Without a formal succession document Sakaki realises that the Court will appoint Doman as successor. As she loves Yasuna she intrigues against Doman by appearing at Court as heir of her adopted father and the Court declares that lots shall be cast to determine the successor. However, when Sakaki opens the locked box that should contain The Golden Crow the box is empty. Suspicion is cast all around. Doman imprisons Yasuna and tortures Sakaki to death. Yasunori's widow privately confesses to Doman that she stole the scroll to help him succeed and she initiates an affair with him. Yasuna escapes, finding Sakaki dead and overhearing the deceitful plan he goes mad and attacks the conspirators. Yasunori's widow dies in a fire and Yasuna escapes with The Golden Crow scroll.

Wandering madly wearing both his and Sakaki's clothes, Yasuna ends up in Izumi where he sees Sakaki's identical twin sister Kuzunoha. Lord Shoji takes him in and the family overlook his mistaken belief that Kuzunoha is Sakaki. Yasuna does not believe himself mad and wonders why Shoji does not yet permit them to wed.

At court Doman says he saw a little of The Golden Crow which said the Crown Prince's curse could be lifted by the prince siring an heir by copulating in a room adorned with the blood of a white vixen. A court minister says a white vixen exists in Izumi and a hunting party is despatched. The hunt takes places in a forest where Yasuna is walking with Kuzunoha. They come across an injured old woman from out of whom Yasuna pulls an arrow. The hunting party arrives and ask if the trio have seen the white fox they have shot but Yasuna calls them idiots who can't tell the difference between a fox and a human. Kuzunoha and Yasuna escort the old lady to her hut. After the young couple depart the old lady, her husband and their granddaughter, Kon, are revealed to be kitsune. In gratitude Kon is ordered to look after Yasuna.

Doman sees that Yasuna has the scroll and with the hunting party he attacks and takes the scroll. Travelling first as balls of flame, Kon's clan arrives. The kitsune fight off the hunting party and make off with the scroll while Yasuna and Kuzunoha are separated. Kon is ordered to shapechange into Kuzunoha's form while she tends to Yasuna's injuries (which she initially does by licking his wounds). Kon is warned not to do anything which might permanently isolate herself from her own kind.

However, Kon had fallen in love with Yasuna at first sight.
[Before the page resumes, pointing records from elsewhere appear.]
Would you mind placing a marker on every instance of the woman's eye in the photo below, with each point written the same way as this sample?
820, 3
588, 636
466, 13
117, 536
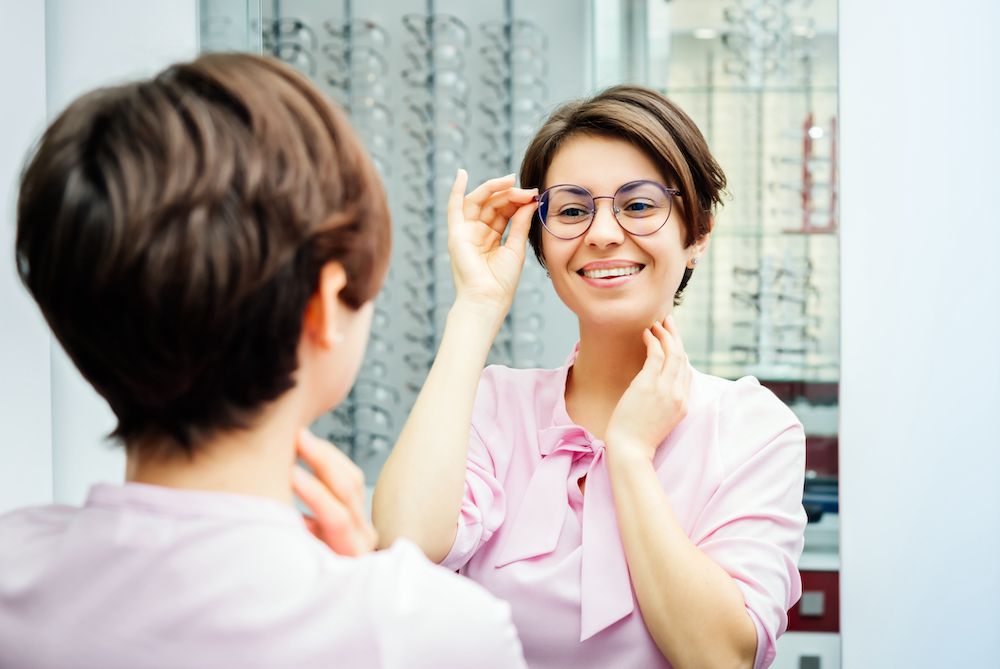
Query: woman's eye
639, 207
572, 212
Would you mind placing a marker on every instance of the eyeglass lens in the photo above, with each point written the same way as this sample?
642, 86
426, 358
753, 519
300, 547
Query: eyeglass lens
641, 208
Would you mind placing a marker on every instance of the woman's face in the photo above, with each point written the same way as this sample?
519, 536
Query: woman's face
602, 165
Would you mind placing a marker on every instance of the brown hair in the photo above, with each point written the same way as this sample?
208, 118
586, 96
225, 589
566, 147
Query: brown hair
658, 128
173, 230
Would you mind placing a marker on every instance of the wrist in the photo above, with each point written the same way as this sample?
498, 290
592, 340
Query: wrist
482, 316
628, 453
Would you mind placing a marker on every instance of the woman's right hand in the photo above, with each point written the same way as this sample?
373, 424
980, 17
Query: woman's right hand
486, 272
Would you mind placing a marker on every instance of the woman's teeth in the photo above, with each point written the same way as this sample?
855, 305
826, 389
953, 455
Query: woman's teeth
611, 272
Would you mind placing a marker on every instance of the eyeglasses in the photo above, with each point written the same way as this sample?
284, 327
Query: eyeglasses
640, 207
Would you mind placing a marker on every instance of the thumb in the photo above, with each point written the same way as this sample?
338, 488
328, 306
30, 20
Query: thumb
520, 225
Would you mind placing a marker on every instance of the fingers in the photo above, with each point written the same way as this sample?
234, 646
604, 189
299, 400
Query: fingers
335, 471
477, 198
520, 226
503, 204
331, 522
673, 354
456, 197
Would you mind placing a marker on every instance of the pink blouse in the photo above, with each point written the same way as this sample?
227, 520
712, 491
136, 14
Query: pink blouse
144, 577
733, 470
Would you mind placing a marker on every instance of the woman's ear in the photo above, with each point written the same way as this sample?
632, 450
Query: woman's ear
696, 252
321, 324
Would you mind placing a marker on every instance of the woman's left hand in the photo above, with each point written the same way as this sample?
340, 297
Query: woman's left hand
656, 400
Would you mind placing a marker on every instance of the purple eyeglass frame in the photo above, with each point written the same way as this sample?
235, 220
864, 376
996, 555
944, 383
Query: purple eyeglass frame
671, 194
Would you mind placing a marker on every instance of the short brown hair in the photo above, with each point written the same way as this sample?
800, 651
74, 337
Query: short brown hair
172, 231
658, 128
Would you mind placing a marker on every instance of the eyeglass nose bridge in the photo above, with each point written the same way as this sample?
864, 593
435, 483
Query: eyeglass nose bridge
614, 212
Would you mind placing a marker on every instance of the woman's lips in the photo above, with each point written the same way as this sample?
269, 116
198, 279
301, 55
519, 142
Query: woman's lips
611, 281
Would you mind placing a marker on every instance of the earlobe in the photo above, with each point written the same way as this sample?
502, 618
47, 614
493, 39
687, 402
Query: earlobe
321, 318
She remains in Kuzunoha's form and, with Yasuna still believing her to be Sakaki, the pair live in a small isolated hut and have a child together. Kon dreads the day she must return the scroll to him as on that day they must part. Some wandering men see Kon and soon Lord Shoji arrives at the hut with his wife and Kuzunoha who is lovesick for Yasuna. Shoji, Shoji's wife and Yasuna become confused at seeing two identical women: Kon and Kuzunoha. Kon admits to being inhuman and says she will leave their child with Yasuna. She departs in the form of a white vixen and their hut disappears leaving Yasuna wondering if it was just a dream.

Upon picking up their child, he finds The Golden Crow but the scene instantly changes to reprise the scene where Yasuna was alone and wandering madly after Sakaki's murder. He lies upon the ground in foetal position wearing Sakaki's kimono. The scene changes to a Sessho-seki, roughly the size of a human adult lying in foetal position, with a flame looking like that in which the kitsune appeared floating around it. A narrator admonishes the audience that love is empty and never to fall in love.

==Cast==
- Hashizo Okawa as Abe Yasuna
- Michiko Saga as Sakaki, Kuzuno and Kon
- Junya Usami as Yasunori Kamo
- Choichiro Kawarasaki
- Yoshi Katō as Shōji
- Kensaku Hara as Nakahira Fujiwara
- Eijirō Yanagi as Tadahira Fujiwara
- Ryūnosuke Tsukigata

==Legacy==
The Mad Fox was screened in the Museum of Modern Art as part of a retrospective on Tomu Uchida in 2016.